Manolo the Columnist

Manolo says, here is the Manolo’s latest column for the Express of the Washington Post.

Dear Manolo,

One of my best friends is getting married for the second time in October, in what she says will be a “simple wedding” of “only 100 guests”. Of course, I’m to be one of the bridesmaids, and the dress—knee-length in a subdued pumpkin shade—is especially unflattering. The good news is that we can buy our own shoes? Please help.

Marie

Manolo says, it is the old story, your best friend is getting married for the more than first time, and you are supposed to be the bridesmaid (again!), only the dress the bride has chosen for you is unsightly, but you are the good friend, and so you button up your tongue and hold your lips, expressing your discomfort through the passive-aggressive use of quotation marks (including those which you make by wiggling your fingers in the air) and by talking smack behind everyone’s back.
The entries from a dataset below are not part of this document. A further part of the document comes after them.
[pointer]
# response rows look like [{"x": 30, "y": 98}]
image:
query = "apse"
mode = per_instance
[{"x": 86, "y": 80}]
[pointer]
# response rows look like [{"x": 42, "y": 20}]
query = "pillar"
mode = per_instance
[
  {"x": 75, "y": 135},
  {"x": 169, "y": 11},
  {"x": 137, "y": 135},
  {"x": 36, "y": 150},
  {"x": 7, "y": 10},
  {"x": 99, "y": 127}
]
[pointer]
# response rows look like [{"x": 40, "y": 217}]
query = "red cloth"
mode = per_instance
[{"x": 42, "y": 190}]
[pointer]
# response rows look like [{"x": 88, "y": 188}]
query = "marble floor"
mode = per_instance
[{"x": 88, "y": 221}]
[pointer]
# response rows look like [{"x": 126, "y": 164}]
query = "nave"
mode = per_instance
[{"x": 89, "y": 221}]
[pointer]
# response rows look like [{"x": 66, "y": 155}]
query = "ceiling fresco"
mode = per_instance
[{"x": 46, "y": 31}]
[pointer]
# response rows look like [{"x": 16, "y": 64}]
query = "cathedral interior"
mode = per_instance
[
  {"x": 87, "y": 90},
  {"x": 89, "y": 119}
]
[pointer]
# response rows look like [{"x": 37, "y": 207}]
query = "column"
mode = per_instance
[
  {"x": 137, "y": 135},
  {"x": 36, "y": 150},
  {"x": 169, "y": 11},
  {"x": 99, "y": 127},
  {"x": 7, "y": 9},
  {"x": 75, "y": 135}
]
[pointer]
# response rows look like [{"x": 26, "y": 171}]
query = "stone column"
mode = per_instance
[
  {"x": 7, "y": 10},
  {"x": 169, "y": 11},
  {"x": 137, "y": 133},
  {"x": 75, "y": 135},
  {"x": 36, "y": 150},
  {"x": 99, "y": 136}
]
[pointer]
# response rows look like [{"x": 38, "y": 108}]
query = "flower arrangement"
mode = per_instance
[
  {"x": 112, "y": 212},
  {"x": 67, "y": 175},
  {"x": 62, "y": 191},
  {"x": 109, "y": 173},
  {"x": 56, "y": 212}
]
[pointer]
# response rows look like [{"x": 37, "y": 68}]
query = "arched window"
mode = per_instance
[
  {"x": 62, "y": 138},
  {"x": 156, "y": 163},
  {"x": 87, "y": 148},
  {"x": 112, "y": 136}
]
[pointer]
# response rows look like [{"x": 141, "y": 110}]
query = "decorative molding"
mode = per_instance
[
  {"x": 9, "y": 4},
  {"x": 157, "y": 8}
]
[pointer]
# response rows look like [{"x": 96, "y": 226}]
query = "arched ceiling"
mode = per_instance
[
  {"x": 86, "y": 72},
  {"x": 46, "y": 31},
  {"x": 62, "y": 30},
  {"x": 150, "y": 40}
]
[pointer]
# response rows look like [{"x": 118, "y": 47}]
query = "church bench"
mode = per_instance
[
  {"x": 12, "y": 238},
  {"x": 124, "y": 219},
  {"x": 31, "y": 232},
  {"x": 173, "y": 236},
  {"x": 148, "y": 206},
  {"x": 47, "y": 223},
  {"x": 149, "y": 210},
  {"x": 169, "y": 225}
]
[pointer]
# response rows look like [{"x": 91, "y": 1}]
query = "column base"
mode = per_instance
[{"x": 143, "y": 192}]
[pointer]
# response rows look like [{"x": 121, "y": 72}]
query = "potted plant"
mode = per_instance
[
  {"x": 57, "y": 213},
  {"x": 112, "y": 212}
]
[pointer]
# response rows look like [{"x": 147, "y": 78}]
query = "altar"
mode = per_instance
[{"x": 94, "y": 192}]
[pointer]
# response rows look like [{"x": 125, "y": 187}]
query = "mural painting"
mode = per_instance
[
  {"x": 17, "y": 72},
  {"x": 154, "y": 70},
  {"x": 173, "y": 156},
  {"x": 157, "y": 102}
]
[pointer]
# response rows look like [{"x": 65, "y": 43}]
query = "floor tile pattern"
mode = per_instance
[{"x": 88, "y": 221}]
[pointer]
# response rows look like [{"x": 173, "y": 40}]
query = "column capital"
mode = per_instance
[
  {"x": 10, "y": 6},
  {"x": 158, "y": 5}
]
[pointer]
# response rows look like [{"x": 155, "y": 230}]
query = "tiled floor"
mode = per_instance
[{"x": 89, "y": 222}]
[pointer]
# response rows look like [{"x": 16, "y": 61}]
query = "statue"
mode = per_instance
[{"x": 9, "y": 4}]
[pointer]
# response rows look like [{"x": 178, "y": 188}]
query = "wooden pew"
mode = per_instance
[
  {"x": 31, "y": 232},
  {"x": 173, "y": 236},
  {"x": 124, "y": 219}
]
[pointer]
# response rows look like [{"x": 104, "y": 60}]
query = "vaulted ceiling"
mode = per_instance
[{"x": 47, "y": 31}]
Ayyyy! The Manolo suggests that you remember that this is your friend’s big day, and that your cheery and supportive demeanor and lack of air quotes are the greatest gifts you can give to her.

Besides, you can sooth the pain with beautiful shoes, such as these bronze sandals, the Tantalize from Stuart Weitzman.

Tantalize from Stuart Weitzman    Manolo Likes!  ClicK!

2 Responses to “Manolo the Columnist”

  1. bethgirl September 26, 2008 at 10:38 am #

    The Manolo has made the bethgirl laugh with his statement that quotation marks may be used to convey the attitude of passive-aggression. The bethgirl is highly amused and will never see air quotes in the same way again. Thanks, Manolo for your gentle chiding of this bridesmaid in need.

  2. JK September 26, 2008 at 8:20 pm #

    Subdued pumpkin? My goodness that sounds dreadful. What happens after the stroke of midnight? At least you can look down at your feet and admire the pretty shoes.